Prevention precedes care
Today's healthcare system is too complex and elaborate. If we measure it by the share size of the system – number of hospitals, huge population it caters to, layered procedures of testing, diagnosis, consultation and follow up - it is enormous. And if we factor in the ever growing research and the resultant changes in the healthcare delivery, it becomes a dizzying picture. While it has given us better and more effective care for disease, it has come with its own negative side. The pressure it has brought to the economic side of individuals and families is devastating.
We have many stories where the disease didn't prove as fatal as the drain of resources it entailed. Ideally, the healthcare should be the exclusive domain of the government, but in our part of the world the government doesn't have the required capacity to cover all people, and provide the services bearing all costs itself. One must not undermine the government's initiative to provide basic insurance cover to all families, but the kind of costs that are now involved in getting he tests done, it goes well beyond the cover provided in that insurance scheme.
The government hospitals, despite having good infrastructure cannot accommodate all. It is beyond their capacity to treat all. In this scenario, we need a private sector. The emergence of private health sector is a mixed bag. While it compliments the government healthcare infrastructure and services, it sets in a dynamic where the economic health of people takes a hit.
Till the time we have a general, large scale improvement in our economy, so that most people can afford private services, or till the time health insurance presence in our society becomes wide and deep, we will have the stories of ruin.
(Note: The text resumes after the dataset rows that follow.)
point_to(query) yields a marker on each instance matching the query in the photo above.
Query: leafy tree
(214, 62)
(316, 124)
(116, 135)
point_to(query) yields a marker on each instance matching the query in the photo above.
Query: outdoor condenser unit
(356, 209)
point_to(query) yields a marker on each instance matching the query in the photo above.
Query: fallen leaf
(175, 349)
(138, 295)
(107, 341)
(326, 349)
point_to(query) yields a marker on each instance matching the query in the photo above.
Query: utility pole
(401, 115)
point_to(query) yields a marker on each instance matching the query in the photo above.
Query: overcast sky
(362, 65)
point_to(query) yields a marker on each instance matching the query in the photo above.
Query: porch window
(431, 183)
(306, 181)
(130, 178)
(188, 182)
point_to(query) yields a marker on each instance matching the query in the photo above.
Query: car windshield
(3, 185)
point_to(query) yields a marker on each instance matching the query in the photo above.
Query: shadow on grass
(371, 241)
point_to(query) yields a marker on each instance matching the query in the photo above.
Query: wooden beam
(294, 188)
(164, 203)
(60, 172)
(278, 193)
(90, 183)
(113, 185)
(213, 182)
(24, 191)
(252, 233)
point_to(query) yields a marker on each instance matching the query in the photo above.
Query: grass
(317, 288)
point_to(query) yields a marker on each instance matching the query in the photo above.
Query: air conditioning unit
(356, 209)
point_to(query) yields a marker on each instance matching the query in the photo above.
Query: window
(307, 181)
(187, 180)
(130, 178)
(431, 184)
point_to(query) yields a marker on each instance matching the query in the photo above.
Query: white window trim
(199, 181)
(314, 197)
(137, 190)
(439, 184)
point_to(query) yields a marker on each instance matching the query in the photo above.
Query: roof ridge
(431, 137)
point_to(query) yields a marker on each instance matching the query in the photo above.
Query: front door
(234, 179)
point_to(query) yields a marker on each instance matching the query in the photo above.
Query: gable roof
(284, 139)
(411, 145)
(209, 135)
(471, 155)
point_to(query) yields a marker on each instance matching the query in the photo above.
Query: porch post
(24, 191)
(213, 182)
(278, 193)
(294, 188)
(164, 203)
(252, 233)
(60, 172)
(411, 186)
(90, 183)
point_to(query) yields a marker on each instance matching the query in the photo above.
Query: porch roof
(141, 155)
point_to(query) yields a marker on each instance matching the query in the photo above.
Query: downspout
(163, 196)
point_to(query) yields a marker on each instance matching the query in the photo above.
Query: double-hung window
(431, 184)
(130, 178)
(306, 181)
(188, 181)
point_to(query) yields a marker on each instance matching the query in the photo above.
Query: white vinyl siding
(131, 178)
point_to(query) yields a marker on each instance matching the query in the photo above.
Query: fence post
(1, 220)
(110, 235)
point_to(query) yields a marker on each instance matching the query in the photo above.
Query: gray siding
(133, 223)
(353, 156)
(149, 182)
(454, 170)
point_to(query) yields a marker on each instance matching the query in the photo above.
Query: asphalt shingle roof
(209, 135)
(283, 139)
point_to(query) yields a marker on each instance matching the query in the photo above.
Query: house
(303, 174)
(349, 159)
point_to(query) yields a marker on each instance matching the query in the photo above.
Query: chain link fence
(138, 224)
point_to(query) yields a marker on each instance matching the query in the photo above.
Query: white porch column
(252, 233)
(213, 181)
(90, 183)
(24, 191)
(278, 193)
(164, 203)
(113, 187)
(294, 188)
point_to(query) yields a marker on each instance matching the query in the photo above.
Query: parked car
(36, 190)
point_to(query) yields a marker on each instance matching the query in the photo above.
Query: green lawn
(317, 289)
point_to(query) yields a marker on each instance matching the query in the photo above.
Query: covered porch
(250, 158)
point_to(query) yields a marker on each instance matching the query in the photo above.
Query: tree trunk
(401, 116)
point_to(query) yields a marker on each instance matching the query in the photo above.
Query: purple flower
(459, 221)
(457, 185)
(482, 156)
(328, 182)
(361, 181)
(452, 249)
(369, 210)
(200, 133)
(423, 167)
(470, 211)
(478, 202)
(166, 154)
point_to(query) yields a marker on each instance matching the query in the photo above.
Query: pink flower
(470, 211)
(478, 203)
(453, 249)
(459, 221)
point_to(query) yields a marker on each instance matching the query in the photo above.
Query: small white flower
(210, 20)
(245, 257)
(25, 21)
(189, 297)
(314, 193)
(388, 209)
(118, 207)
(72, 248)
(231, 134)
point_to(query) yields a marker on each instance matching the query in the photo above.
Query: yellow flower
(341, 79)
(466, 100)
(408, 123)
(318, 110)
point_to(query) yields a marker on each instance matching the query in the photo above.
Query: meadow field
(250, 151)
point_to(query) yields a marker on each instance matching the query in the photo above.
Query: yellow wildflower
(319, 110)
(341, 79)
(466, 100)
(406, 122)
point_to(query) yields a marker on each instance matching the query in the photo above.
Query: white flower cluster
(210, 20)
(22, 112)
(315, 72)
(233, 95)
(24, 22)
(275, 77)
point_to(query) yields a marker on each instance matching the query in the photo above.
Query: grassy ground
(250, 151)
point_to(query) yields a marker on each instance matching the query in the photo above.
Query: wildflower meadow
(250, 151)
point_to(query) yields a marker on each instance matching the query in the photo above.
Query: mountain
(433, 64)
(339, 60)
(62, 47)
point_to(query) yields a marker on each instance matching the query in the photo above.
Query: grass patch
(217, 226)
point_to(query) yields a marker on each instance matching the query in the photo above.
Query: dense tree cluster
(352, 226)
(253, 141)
One thing that can be a game changer in this situation, and otherwise also, is the preventive healthcare.
If the government, with all its relvant departments, upscale the activities in this regard, we can really make a difference. If awareness campaigns around food habits, life style, early detection and conservative treatment are scaled up, its impact in some time can be grand. That is the easiest, and the best way, to improve healthcare in any population. It costs less, and it offers more.